確かに、そう言われて見るとここに居る誰もが、はっきり人間だとは言い切れなかった。まず、殆どはお面を被っており顔が見えない。顔の見える者は赤ら顔の酔っ払いばかり……と思っていたが、見れば見るほど赤過ぎて、人間の皮膚の色ではない気がした。ガハハと笑う口から覗くのは、鋭い歯。額には短い角が生えている。
「あれはもしかして……鬼?」
「そう。死んでから彷徨う期間が長いと、霊は少しずつ自分を見失って、生者を羨む邪悪な怨霊になるみたい。そして、いずれは鬼になる」
子供のくせに、随分と難しい事を言うのだなと思った。
「鬼になるとどうなるの?」
「人間を食べるよ」
「ど、どうやって」
「各自の好みで。丸呑みだったり、指一本ずつだったり」
「まさかあ」
性質の悪い冗談だと思い、私は下手くそに笑った。その時くじ引き屋で、カランカランとベルが鳴る。「おめでとう! 二等は“柔らかい子供のおへそ”だよ!」……マジか。では先程のおかめも……。
「お面を被っているのは、みんな鬼なの?」
「遊びで被っている鬼も居るし“鬼になりかけ”も居る。なりかけは、鬼に変化中の顔を見られたくないらしいよ」
私は、急に不安になった。怯える様子もなく平然と鬼を語る少年。彼は一体何者なのだろう。少年は私の心中を察したのか、ごく小さな声で言う。

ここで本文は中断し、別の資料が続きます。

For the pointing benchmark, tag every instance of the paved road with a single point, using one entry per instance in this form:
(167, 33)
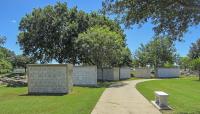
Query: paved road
(123, 98)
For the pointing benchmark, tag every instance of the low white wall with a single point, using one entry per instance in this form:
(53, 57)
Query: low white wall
(85, 75)
(109, 74)
(125, 73)
(142, 73)
(49, 78)
(168, 72)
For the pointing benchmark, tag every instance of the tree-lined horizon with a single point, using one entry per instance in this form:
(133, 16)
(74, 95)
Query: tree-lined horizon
(50, 33)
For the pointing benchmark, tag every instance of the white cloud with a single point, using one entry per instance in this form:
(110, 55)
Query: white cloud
(13, 21)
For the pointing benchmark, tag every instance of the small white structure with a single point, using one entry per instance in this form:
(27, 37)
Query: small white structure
(168, 72)
(161, 100)
(108, 74)
(142, 73)
(124, 73)
(49, 78)
(85, 75)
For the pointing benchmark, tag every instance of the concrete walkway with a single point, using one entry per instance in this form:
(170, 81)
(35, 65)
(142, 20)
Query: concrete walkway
(123, 98)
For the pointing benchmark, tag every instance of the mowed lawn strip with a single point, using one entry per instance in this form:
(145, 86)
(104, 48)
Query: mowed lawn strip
(184, 93)
(81, 101)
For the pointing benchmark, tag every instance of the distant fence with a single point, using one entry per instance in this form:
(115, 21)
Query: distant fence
(125, 73)
(168, 72)
(49, 78)
(142, 72)
(108, 74)
(85, 75)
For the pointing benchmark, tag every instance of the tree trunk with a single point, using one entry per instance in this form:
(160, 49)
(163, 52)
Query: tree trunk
(199, 74)
(102, 74)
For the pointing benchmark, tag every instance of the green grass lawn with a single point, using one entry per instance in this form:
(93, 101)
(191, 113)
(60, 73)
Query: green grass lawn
(184, 93)
(81, 101)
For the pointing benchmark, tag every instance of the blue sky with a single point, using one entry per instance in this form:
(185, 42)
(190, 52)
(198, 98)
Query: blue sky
(13, 10)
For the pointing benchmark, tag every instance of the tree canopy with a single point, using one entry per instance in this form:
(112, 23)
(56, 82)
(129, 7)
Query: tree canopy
(169, 17)
(194, 51)
(100, 46)
(157, 53)
(49, 33)
(195, 63)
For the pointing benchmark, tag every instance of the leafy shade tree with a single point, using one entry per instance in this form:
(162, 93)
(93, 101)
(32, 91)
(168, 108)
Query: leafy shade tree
(184, 62)
(171, 17)
(141, 56)
(196, 65)
(5, 66)
(157, 53)
(2, 40)
(194, 51)
(49, 33)
(22, 61)
(126, 57)
(100, 46)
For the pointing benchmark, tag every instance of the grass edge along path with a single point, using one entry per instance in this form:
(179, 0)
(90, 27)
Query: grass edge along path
(81, 101)
(184, 93)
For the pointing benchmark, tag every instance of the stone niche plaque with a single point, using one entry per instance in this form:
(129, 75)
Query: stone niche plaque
(49, 78)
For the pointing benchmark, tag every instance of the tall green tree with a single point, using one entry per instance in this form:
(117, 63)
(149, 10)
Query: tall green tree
(195, 63)
(5, 57)
(171, 17)
(49, 33)
(184, 62)
(100, 46)
(194, 51)
(2, 40)
(156, 53)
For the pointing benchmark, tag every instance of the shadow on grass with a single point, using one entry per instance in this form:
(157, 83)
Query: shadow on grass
(44, 94)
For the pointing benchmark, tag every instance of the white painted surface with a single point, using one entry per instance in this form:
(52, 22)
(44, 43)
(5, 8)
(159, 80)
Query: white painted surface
(168, 72)
(109, 74)
(142, 73)
(85, 75)
(125, 73)
(49, 78)
(161, 98)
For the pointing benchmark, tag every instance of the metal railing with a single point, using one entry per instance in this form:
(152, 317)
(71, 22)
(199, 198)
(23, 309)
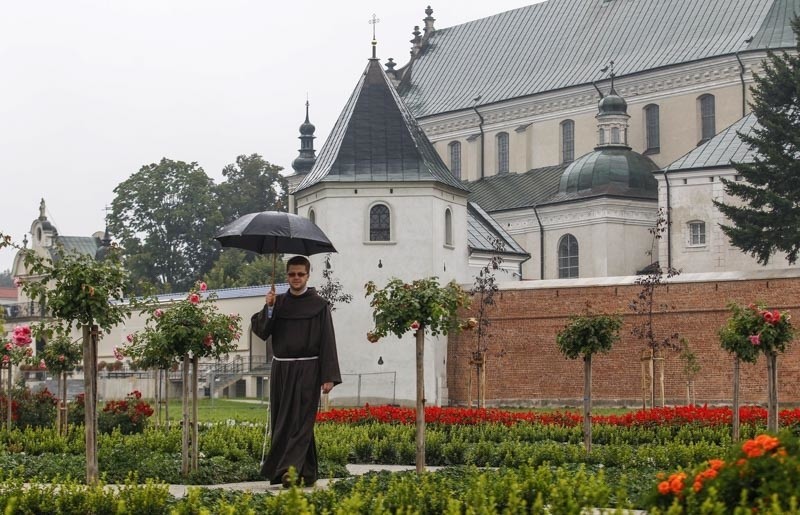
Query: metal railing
(23, 310)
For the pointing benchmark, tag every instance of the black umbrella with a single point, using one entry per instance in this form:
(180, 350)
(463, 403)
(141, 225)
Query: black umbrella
(275, 232)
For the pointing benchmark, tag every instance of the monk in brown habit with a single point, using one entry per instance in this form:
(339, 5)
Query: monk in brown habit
(304, 365)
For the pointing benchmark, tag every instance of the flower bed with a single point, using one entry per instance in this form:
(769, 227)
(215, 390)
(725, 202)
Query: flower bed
(679, 415)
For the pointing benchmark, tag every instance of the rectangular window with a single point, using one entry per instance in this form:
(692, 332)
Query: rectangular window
(697, 234)
(652, 130)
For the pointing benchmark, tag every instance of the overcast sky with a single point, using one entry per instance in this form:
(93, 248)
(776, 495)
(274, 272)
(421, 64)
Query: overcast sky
(92, 90)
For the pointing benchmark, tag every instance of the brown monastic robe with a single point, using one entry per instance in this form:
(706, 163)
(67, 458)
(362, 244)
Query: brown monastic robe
(301, 327)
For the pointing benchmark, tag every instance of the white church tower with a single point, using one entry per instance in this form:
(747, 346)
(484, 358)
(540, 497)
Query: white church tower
(392, 209)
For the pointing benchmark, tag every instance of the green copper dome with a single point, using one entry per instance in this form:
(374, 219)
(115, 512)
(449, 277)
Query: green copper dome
(617, 171)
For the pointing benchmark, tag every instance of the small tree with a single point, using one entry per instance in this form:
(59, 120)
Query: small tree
(89, 294)
(691, 367)
(484, 289)
(584, 336)
(61, 355)
(419, 306)
(187, 331)
(332, 290)
(749, 332)
(645, 307)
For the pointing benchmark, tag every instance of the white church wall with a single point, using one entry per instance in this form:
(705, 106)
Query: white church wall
(416, 250)
(690, 195)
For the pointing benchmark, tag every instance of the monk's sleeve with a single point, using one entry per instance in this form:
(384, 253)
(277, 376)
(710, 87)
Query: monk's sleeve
(328, 358)
(261, 323)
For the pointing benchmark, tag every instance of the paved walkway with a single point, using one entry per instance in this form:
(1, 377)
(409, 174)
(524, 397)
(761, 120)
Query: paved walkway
(264, 486)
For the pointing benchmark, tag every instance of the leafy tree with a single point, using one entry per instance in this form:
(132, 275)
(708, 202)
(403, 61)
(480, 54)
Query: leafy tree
(6, 279)
(645, 307)
(165, 216)
(419, 306)
(585, 335)
(484, 289)
(235, 268)
(332, 290)
(769, 220)
(251, 185)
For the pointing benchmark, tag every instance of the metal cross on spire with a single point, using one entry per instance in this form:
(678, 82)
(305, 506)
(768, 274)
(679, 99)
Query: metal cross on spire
(374, 21)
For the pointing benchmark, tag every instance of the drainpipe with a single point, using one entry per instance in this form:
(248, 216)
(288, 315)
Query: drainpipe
(541, 244)
(741, 78)
(669, 223)
(480, 127)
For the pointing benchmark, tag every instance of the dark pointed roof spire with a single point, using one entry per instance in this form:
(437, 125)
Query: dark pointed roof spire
(376, 139)
(304, 162)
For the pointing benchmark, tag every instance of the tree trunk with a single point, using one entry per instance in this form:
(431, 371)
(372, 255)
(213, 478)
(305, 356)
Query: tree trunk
(772, 392)
(587, 402)
(469, 388)
(735, 431)
(90, 334)
(9, 418)
(62, 404)
(195, 446)
(420, 457)
(185, 416)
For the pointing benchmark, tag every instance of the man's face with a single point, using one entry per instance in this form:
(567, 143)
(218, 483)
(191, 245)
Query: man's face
(298, 277)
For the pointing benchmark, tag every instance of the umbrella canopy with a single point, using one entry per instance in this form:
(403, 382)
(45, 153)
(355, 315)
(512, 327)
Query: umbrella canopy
(275, 232)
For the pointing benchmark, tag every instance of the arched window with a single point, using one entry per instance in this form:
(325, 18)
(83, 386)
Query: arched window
(448, 227)
(567, 257)
(708, 126)
(379, 223)
(455, 158)
(502, 152)
(697, 233)
(567, 141)
(652, 129)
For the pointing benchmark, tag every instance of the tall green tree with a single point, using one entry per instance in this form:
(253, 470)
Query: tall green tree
(236, 268)
(767, 220)
(165, 217)
(251, 185)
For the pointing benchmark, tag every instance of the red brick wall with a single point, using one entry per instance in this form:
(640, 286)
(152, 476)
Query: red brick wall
(525, 367)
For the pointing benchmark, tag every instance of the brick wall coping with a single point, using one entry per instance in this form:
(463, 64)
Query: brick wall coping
(783, 273)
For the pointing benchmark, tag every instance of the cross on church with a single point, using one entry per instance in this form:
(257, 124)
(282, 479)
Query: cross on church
(375, 20)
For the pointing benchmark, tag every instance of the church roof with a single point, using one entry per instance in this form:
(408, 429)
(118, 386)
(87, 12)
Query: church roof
(562, 43)
(376, 139)
(719, 151)
(482, 230)
(76, 245)
(516, 190)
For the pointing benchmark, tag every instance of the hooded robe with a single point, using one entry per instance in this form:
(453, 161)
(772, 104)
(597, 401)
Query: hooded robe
(301, 327)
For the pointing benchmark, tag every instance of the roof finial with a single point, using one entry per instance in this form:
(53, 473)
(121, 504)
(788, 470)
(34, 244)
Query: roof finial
(373, 22)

「あとは僕達みたいに、迷い込んで正体を隠している人間もいるかもね」
「つまり、君も生きている人間ってこと? 何で色々知ってるの?」
「……はあ。ねえ、いつまで忘れたフリしてるの? お姉さんは僕に会いに来たんでしょ?」
「えっ」
まるでナンパ男の口説き文句の様だが、少年の言葉はどこか真実味を帯びていた。困惑する私に、少年は華奢な肩を竦めて、ポケットの中から何かを取り出す。
「これを取り戻しに来たんじゃないの?」
色付いた紅葉のように、よく熟れた柿のように、真っ赤な色の丸い玉。……私は一目でそれが、失ってしまった自分のものだと気付いた。